No plano da realidade, coube ao major Joaquim Crespo, da GNR, apresentar os dados estatísticos relativos a 2008 - ressalvando, no entanto, ainda faltarem os números de dois comandos territoriais.
A GNR assinalou, até à data, mais de dez mil queixas de crimes de violência doméstica em 2008, o que equivale a um acréscimo de quase 15% relativamente a 2007.
Ao JN, o subcomissário da PSP, António Afonso, referiu ainda não ter esta instituição os dados definitivos de 2008, mas terem sido 13050 as queixas registadas nas esquadras da PSP e 8857 nos postos da GNR.
No auditório do Instituto Superior de Ciências Policiais e Segurança Interna, Carlos Farinha, da Polícia Judiciária no Funchal, questionou "até que ponto o icebergue aumentou ou é agora maior a visibilidade do mesmo".
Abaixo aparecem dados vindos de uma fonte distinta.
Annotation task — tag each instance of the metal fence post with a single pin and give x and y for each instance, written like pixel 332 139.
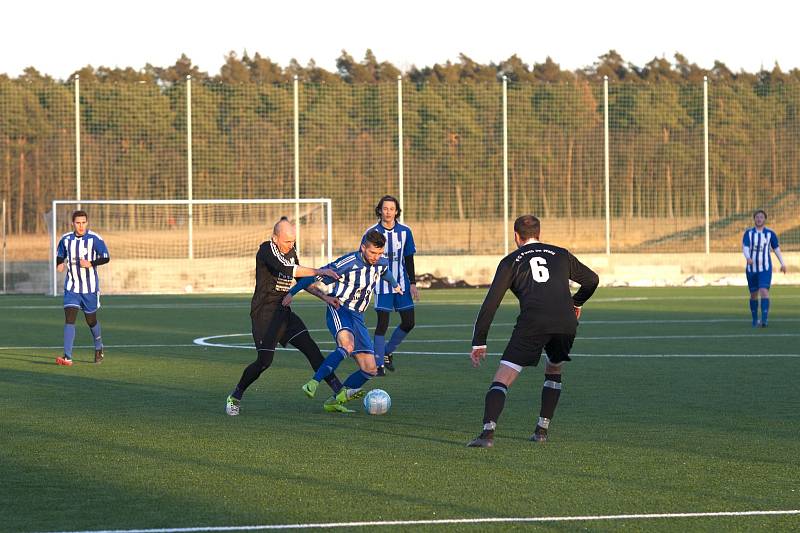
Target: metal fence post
pixel 505 165
pixel 705 157
pixel 606 165
pixel 400 139
pixel 189 184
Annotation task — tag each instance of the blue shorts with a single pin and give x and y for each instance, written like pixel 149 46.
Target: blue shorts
pixel 394 302
pixel 89 302
pixel 759 280
pixel 353 321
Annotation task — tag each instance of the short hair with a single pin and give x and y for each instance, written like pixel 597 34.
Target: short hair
pixel 387 198
pixel 527 226
pixel 375 238
pixel 278 223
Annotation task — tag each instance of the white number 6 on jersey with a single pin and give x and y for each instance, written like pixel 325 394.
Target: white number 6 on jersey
pixel 538 270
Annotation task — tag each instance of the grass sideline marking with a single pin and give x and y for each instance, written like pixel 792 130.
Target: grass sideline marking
pixel 445 521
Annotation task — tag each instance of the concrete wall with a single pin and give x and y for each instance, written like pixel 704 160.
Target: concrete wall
pixel 123 276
O crime de violência doméstica ser semi-público desde 1998 foi uma das causas para a subida das queixas, referiu o major Crespo, já que "muitas denúncias são feitas por pessoas fora do agregado".
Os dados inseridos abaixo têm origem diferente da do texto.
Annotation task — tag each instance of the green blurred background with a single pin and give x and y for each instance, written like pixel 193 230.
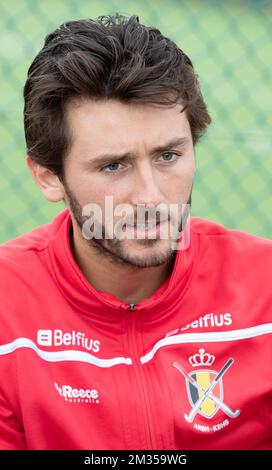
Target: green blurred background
pixel 230 45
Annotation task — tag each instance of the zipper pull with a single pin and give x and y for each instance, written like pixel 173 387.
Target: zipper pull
pixel 132 307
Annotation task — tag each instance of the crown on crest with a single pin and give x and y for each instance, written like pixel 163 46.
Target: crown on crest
pixel 201 359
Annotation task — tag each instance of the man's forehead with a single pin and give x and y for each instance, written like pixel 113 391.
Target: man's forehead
pixel 112 127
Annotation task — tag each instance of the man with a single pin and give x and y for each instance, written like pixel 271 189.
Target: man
pixel 126 324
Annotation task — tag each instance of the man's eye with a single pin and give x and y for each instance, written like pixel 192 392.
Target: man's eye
pixel 167 157
pixel 111 168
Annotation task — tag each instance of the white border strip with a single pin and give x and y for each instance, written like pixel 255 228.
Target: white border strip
pixel 58 356
pixel 210 337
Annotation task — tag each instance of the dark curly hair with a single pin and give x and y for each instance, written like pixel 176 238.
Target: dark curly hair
pixel 111 57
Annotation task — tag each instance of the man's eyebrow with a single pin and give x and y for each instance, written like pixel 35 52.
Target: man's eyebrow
pixel 109 158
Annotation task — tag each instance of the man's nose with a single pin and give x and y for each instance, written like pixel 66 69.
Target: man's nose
pixel 145 188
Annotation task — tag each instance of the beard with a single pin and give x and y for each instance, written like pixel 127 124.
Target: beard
pixel 119 252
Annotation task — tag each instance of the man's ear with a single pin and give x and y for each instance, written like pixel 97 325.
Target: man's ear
pixel 47 181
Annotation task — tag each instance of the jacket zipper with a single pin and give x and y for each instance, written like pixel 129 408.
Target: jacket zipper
pixel 140 379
Também terá ajudado, disse, o facto do artigo 152º do Código Penal (revisto em 2007) ter definido "que já não é preciso haver reiteração". Ou seja, um acto isolado de elevada gravidade - como um espancamento - é suficiente para o agressor ser presente ao juiz.
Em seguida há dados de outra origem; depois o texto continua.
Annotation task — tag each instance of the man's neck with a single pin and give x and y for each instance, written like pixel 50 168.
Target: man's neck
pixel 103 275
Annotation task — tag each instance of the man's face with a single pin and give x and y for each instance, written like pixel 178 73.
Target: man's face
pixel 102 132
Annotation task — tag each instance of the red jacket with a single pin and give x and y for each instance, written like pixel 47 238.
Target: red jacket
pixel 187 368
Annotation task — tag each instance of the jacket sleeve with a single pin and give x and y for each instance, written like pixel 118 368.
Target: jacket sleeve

Primeira oradora da manhã, a procuradora-geral adjunta, Cândida Almeida, introduziu o tema , aludindo à "cultura machista nas sociedades ocidentais e orientais", citando, a propósito, o Corão, (sura 30) que diz que as mulheres foram feitas para os homens, que são seres inferiores, imperfeitos e de grandes astúcias". Adiantando que nesse livro sagrado, virtuosas são as mulheres obedientes. As que não são podem ser "ensinadas" até o ficarem.
Cândida Almeida teceu ainda críticas à morosidade do legislador - Governo e Assembleia de República - na mudança das leis sobre violência doméstica. A primeira alteração ocorreu em 1995, e, em 1998, quando foi declarado crime semi-público. E lembrou que antes do 25 de Abril de 1974, "havia dispensa de pena para o homem que matasse a mulher adúltera", embora quando ocorria o contrário a mulher tivesse de cumprir pena sem ter a seu favor qualquer atenuante.
A directora do Departamento Central de Investigação e Acção Penal (DCIAP) defendeu, ainda, que um agressor condenado a pena de prisão "deve ser colocado à parte" dos outros reclusos, porque não é junto de homicidas e violadores que se irá regenerar.
Ao traçar o perfil do agressor masculino - o mais comum - a docente de Direito Penal, Cristina Borges Pinto, frisou que, quando é o "transtorno explosivo da personalidade" causador de actos de violência emocional conduz sempre a danos mais graves quando o portador é o homem.